FSPI : Lorsqu’il est arrivé au pouvoir en 2012, Xi Jinping a été perçu par les Occidentaux comme un « nouveau Gorbatchev ». Alors qu’il a radicalement modifié la gouvernance de la Chine tout en accumulant tous les pouvoirs, tant civils que militaires, il est aujourd’hui plutôt comparé à Mao. Est-il à cet égard le sauveur ou le fossoyeur du Parti communiste chinois ?

JPC : En fait, cette idée venait de certains réformistes chinois qui s’appuyaient sur les opinions politiques de son père, Xi Zhongxun (1913-2002) – celui-ci était resté silencieux après le massacre de Tiananmen en 1989 — pour en conclure ou plutôt espérer que Xi Jinping serait réformiste et irait plus loin dans la politique de réformes et d’ouverture que ses prédécesseurs. Personnellement, je n’étais pas convaincu car dès avant 2012, Xi avait montré son côte ultra-autoritaire.
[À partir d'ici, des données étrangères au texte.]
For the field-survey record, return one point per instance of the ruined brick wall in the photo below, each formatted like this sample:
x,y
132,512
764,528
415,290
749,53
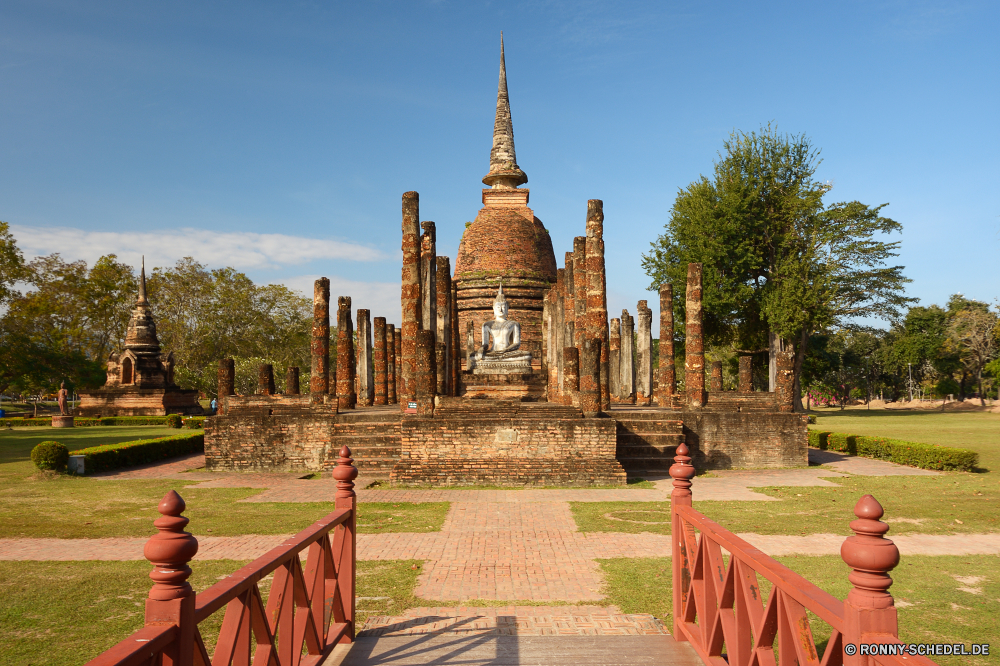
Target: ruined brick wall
x,y
722,440
507,451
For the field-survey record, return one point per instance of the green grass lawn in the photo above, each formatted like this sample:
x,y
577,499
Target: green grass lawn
x,y
976,431
913,504
63,506
939,599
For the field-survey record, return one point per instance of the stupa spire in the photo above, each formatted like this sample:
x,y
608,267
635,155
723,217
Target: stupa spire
x,y
142,283
504,172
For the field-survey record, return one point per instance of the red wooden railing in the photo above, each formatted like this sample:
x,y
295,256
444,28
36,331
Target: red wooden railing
x,y
307,612
719,607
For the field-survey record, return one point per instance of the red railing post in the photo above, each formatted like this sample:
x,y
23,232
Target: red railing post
x,y
171,600
682,472
345,472
869,612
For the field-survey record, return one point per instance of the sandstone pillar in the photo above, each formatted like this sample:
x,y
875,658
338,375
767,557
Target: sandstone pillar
x,y
366,359
390,364
470,344
398,345
426,379
626,374
785,381
265,379
614,359
347,397
428,277
443,323
644,356
590,377
715,381
746,373
597,300
579,290
409,300
569,300
381,386
227,382
319,380
456,344
694,343
571,376
668,378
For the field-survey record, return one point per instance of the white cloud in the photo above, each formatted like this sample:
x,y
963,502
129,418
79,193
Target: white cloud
x,y
242,250
382,298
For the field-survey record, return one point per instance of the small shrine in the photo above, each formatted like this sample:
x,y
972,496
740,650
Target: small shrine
x,y
140,378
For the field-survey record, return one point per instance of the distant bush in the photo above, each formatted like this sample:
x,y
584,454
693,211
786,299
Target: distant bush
x,y
126,454
913,454
50,455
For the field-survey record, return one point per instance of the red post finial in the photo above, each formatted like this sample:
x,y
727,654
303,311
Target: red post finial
x,y
870,555
170,550
682,472
345,472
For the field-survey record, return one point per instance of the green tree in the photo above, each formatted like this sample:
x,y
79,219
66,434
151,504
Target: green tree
x,y
778,263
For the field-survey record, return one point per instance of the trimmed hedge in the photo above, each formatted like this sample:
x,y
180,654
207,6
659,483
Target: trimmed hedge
x,y
126,454
913,454
84,421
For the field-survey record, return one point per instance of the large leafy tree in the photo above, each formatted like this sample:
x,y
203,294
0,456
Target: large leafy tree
x,y
778,262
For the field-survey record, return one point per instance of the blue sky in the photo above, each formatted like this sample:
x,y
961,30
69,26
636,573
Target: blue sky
x,y
279,137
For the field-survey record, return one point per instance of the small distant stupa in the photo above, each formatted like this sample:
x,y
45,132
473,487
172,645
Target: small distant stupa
x,y
140,378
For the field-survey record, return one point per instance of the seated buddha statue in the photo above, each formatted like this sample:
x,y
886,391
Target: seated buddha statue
x,y
501,350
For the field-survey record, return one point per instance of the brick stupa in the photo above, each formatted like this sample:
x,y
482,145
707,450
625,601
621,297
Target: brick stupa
x,y
506,241
140,380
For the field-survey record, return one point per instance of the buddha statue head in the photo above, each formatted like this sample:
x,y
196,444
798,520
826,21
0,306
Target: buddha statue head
x,y
500,306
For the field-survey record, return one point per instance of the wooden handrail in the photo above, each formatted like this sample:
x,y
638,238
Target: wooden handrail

Une fois arrivé au pouvoir, Xi Jinping a fait tout le contraire de ce qu’imaginaient ces optimistes car il a fait le constat que le Parti communiste chinois (PCC) et son élite dirigeante étaient corrompus, cyniques, et détachés de la société et devaient par conséquent être repris en main. En 2012, son inquiétude principale était que le PCC et la République populaire de Chine (RPC) connaissent le même sort que le PC de l’Union soviétique et l’URSS elle-même en 1991. D’où sa campagne permanente contre la corruption, les privilèges des cadres dirigeants mais aussi l’influence croissante de la nouvelle classe de capitalistes, dont Jack Ma, le patron du groupe Alibaba est le meilleur exemple, classe qui à ses yeux présente un danger pour le rôle dirigeant du Parti. D’où aussi sa défiance à l’égard de la société civile et sa reprise en main des ONG. Dès 2012, Xi a cherché à renforcer le rôle dirigeant du Parti, partout, dans tous les domaines afin d’éviter que les bases du régime ne se fragilisent et à plus long terme une « révolution de couleur » prenne forme. C’est pourquoi il a remis en cause plusieurs des réformes introduites par Deng Xiaoping, comme le principe de la direction collective, un relâchement des contrôles de la société, une grande ouverture sur l’étranger et le système selon lequel l’équipe au pouvoir devait être renouvelée tous les dix ans.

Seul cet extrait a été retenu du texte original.